[jira] [Updated] (HUDI-4287) Optimize Flink checkpoint meta mechanism to fix mistaken pending instants

Shizhi Chen (Jira) Mon, 27 Jun 2022 05:47:05 -0700


     [ 
https://issues.apache.org/jira/browse/HUDI-4287?page=com.atlassian.jira.plugin.system.issuetabpanels:all-tabpanel
 ]


Shizhi Chen updated HUDI-4287:
------------------------------
    Description: 
*Problem reveiw*

CkpMetadata is introduced into flink module to reduce timeline burden, but 
currently its 
mechanism lacks corresponding status for rollback instants, which may result in 
commit/delta commit instants deletion, and thus 
StreamWriteOperatorCoordinator(meta end) and Write function(data end) will not 
be coordinatited correctly.

Finally, data files will be deleted by mistake.
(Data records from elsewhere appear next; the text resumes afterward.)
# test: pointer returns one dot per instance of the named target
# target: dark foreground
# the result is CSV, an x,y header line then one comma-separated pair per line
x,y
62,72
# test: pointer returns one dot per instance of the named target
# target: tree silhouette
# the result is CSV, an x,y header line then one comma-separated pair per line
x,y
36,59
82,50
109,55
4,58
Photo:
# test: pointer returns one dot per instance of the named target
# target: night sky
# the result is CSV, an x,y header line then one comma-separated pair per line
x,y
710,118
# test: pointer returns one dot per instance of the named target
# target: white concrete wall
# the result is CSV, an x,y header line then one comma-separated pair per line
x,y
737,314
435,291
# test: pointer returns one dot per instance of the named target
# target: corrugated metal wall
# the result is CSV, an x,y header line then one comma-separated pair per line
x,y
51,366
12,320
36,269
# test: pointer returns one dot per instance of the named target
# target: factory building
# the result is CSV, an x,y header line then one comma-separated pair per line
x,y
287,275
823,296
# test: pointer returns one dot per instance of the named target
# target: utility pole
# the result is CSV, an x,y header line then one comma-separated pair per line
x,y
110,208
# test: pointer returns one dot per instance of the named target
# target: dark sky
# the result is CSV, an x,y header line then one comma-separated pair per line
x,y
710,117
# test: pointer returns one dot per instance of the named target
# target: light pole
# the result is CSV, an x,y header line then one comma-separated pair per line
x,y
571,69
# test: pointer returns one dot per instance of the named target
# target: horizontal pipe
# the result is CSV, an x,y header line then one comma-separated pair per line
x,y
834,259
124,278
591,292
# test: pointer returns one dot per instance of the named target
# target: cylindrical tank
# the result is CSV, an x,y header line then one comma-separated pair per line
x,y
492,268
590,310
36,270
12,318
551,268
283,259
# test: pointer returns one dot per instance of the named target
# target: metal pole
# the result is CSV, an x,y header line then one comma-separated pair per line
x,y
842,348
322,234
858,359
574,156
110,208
This situation will be easy to reproduced especially when 
StreamWriteOperatorCoordinator schedules table services for a long time between 
commit and init instants after the restoration from a checkpoint.

 

*Stable Reproduction Proccedure*
 * a. Before starting a job, let's modify the 
StreamWriteOperatorCoordinator#notifyCheckpointComplete like:
!image-2022-06-27-19-42-14-676.png|width=629,height=385! 
It does nothing but to mock the possible long time table services for fast 
reproduction.
 * b. Start a simple flink hudi job such as append, and don't hesitate to kill 
it when the 2nd checkpoint is in INFLIGHT.
 * c. Let's restart it from the checkpoint restoration, it'll be sure to hit 
the case after another 2 checkpoints, which may be accompanied by the 
FileNotFoundException:
!image-2022-06-27-20-29-49-897.png|width=580,height=445! 
More important, we could observe the incoordination:
!image-2022-06-27-20-07-55-984.png|width=593,height=125! 
The screenshot above shows that the instant should be 20220531163135119 in 
2022-05-31 16:36 which is committed by StreamWriteOperatorCoordinator as meta 
end.
!image-2022-06-27-20-11-47-939.png|width=590,height=177! 
At the same time, the data files are written with the wrong base commit 
instant: 20220531161923191, which is deleted during rollbacks in procedure c. 
for its uncompletement and also should have been evicted from ckp_meta.

 

*Solution*
The solution is to optimize the mechanism with CANCELLED CkpMessage state in 
the highest priority corresponding with DELETE instant during rollback action.

  was:
*Problem reveiw*

CkpMetadata is introduced into flink module to reduce timeline burden, but 
currently its 
mechanism lacks corresponding status for rollback instants, which may result in 
commit/delta commit instants deletion, and thus 
StreamWriteOperatorCoordinator(meta end) and Write function(data end) will not 
be coordinatited correctly.

Finally, data files will be deleted by mistake.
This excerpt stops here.